Redis decode_responses rq incompatibility

SchrosCat2013 commented 1 year ago

Redash is setting the flag decode_responses for its Redis connection. This is incompatible with the rq library - https://github.com/rq/rq/issues/1188.

We are having some issues, and I suspect this might be the underlying cause. Primarily:

scheduled queries look like they're being executed multiple times
occasionally a query gets stuck. The job running the query disappears but the Redis entry remains, consuming a space in the query pool.

The second issue eventually consumes the entire query pool and prevents any query from running. When this happens, we have to manually flush the Redis cache.

We are running Redash v10.1.0 from the redash/redash:10.1.0.b50633 docker image.

We found https://github.com/getredash/redash/issues/5801, which looks like the same issue we are having. We have upgraded rq to 1.10.1 and rq-scheduler to 0.10.0 in our environment. This does seem to have alleviated the stuck queries issue. It doesn't seem to have changed the scheduled queries multiple executions. However, we are now seeing the error UnicodeDecodeError: 'utf-8' codec can't decode byte 0x9c in position 1: invalid start byte repeated throughout the logs. The stack trace here matches the linked issue in the rq library. I am not sure if upgrading rq caused these errors - I more suspect that upgrading rq has improved the error logging and is surfacing an existing issue.

justinclift commented 1 year ago

Thanks, that looks like an important bug to investigate / fix. :smile:

justinclift commented 1 year ago

Our latest development code is using rq 1.5.0 and rq-scheduler 0.10.0, which both seem fairly old now.: https://github.com/getredash/redash/blob/c2e7df098dc267f35a2122c6cbab8ffb96feec21/requirements.txt#L47-L48

Latest versions are currently:

rq 1.15.1: https://pypi.org/project/rq/
rq-scheduler 0.13.1 : https://pypi.org/project/rq-scheduler/

We should be able to bump them up to much newer, and hopefully also adjust the connection options without too much hassle.

justinclift commented 1 year ago

This seems to be where decode_responses=True is added:

https://github.com/getredash/redash/blob/c2e7df098dc267f35a2122c6cbab8ffb96feec21/redash/settings/helpers.py#L47-L66

Looks like that was originally added during the migration of Redash from Python 2 to Python 3: https://github.com/getredash/redash/commit/246eca1121fad13fcb873de7d7c4e83345e41059

* Decode bytes returned from Redis

justinclift commented 1 year ago

Not setting that option might just be as simple as removing the helper function and removing the calls to it:

https://github.com/getredash/redash/blob/c2e7df098dc267f35a2122c6cbab8ffb96feec21/redash/settings/__init__.py#L9

https://github.com/getredash/redash/blob/c2e7df098dc267f35a2122c6cbab8ffb96feec21/redash/settings/__init__.py#L22

Am not finding any info about why the option was added in the first place. It was likely done for a reason, though what that might be I have no idea.

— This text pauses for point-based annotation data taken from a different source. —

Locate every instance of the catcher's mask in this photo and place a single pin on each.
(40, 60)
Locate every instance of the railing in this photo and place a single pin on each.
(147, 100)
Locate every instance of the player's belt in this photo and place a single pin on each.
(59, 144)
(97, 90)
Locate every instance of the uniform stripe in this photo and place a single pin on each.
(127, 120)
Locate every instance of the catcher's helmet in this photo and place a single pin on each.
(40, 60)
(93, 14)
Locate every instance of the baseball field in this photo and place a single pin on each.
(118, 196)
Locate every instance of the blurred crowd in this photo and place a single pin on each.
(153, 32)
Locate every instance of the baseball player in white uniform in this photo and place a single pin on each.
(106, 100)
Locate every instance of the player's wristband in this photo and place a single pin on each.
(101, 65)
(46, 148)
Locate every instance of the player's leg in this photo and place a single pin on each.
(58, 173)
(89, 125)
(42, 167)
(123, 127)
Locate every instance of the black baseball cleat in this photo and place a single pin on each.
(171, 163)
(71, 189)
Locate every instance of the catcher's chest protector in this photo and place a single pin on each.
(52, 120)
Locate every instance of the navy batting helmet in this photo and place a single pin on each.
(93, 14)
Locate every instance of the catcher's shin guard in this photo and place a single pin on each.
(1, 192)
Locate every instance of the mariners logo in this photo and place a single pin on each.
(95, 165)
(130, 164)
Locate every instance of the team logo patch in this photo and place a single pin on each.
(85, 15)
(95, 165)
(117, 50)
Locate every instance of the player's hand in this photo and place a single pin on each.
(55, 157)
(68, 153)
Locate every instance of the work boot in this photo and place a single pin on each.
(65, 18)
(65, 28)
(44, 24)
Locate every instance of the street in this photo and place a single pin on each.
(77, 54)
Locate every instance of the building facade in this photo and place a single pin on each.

We can probably try removing that option then see if our CI tests pass. That will at least let us know that Redash might work without it. We'd ideally want to see it operate without causing errors in practise though.

justinclift commented 1 year ago

Ahhh. Looks like the rq docs specifically call out that option as unsupported these days too:

https://github.com/rq/rq/pull/1833/files

Yeah, lets try removing it. :smile:

justinclift commented 1 year ago

Looks like just removing that function completely isn't going to work as-is. When doing so just now in a test on my local computer, the backend unit tests start throwing errors:

========================================================================== short test summary info ==========================================================================
FAILED tests/test_models.py::QueryOutdatedQueriesTest::test_outdated_queries_works_scheduled_queries_tracker - AssertionError: Query(id=1, name='Query', query_hash='2d5127b8139f1f5f1086c4053324733a', version=1, user_id=1, org_id=1, data_source_id=1, query_hash='2d5127b8139f1f5f1...
FAILED tests/handlers/test_data_sources.py::TestDataSourcePausePost::test_pause_sets_reason - AssertionError: b'testing' != 'testing'
FAILED tests/handlers/test_query_results.py::TestQueryResultListAPI::test_execute_query_with_params - TypeError: can only concatenate str (not "bytes") to str
FAILED tests/models/test_data_sources.py::TestDataSourceIsPaused::test_allows_setting_reason - AssertionError: b'Some good reason.' != 'Some good reason.'
FAILED tests/models/test_users.py::TestUserDetail::test_sync - sqlalchemy.exc.ProgrammingError: (psycopg2.errors.UndefinedFunction) operator does not exist: integer = bytea
FAILED tests/tasks/test_queries.py::TestEnqueueTask::test_multiple_enqueue_of_same_query - AttributeError: 'bytes' object has no attribute 'id'
FAILED tests/tasks/test_queries.py::TestEnqueueTask::test_reenqueue_during_job_cancellation - AttributeError: 'bytes' object has no attribute 'id'
FAILED tests/tasks/test_worker.py::TestWorkerMetrics::test_worker_records_success_metrics - TypeError: can only concatenate str (not "bytes") to str
FAILED tests/tasks/test_worker.py::TestQueueMetrics::test_enqueue_query_records_created_metric - TypeError: can only concatenate str (not "bytes") to str
==================================================== 9 failed, 787 passed, 1 skipped, 1175 warnings in 182.47s (0:03:02) ====================================================
make: *** [Makefile:40: backend-unit-tests] Error 1

The errors like can only concatenate str (not "bytes") to str should be solvable by casting the byte values to string first. However, I'm concerned there may be deeper issues from this approach. Let's see what others say...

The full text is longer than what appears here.